Re: Reinterpreting the compiler source code

From: Bruno Loff <bruno.loff-Re5JQEeQqe8AvxtiuMwx3w@public.gmane.org>
To: Ian Grant <ian.a.n.grant-gM/Ye1E23mwN+BqQ9rBEUg@public.gmane.org>
Cc: Richard Stallman <rms-mXXj517/zsQ@public.gmane.org>,
	guile-devel-mXXj517/zsQ@public.gmane.org,
	Theo deRaadt <deraadt-T7FYYhErWq4AvxtiuMwx3w@public.gmane.org>,
	Markus Kuhn <Markus.Kuhn-kDbDZe0LBGWFxr2TtlUqVg@public.gmane.org>,
	Linus Torvalds <torvalds-3NddpPZAyC0@public.gmane.org>,
	lightning <lightning-mXXj517/zsQ@public.gmane.org>,
	schellr-EkmVulN54Sk@public.gmane.org
Subject: Re: Reinterpreting the compiler source code
Date: Thu, 4 Sep 2014 21:57:03 +0100	[thread overview]
Message-ID: <CAGOfsMgZE==zCC2OmEPtbH_ph1g1-AhWikioSdZJFep8crP3vQ@mail.gmail.com> (raw)
In-Reply-To: <CAKFjmdx4Zm2_HVEUre-PYvcZrm41gKv-2z_EsGehjv6NbVxBAw-JsoAwUIsXosN+BqQ9rBEUg@public.gmane.org>

[-- Attachment #1.1: Type: text/plain, Size: 19677 bytes --]

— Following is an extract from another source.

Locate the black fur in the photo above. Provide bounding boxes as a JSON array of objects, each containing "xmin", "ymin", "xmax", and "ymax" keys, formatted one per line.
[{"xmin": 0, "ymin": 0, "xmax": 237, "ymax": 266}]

Even if the threat you describe is real, why couldn't it be resolved in a
simpler way?

I'm thinking certificates and signatures...

I mean, for each distribution in each architecture, there is basically a
single build configuration which needs to be certified as "trojan-free".
And this is basically already implemented, provided that I get my compiler
package from a clean source which signed the package, all that is necessary
is that the clean source took special care in ensuring that their version
is in fact bug-free...

That solves 99% of the use-cases, when you use a standard compiler provided
by a clean source. For the remaining .99%, when you use a custom-built
compiler, say, you could start with a compiler from a clean source and use
that to compile your custom-build... No bug injection would happen then.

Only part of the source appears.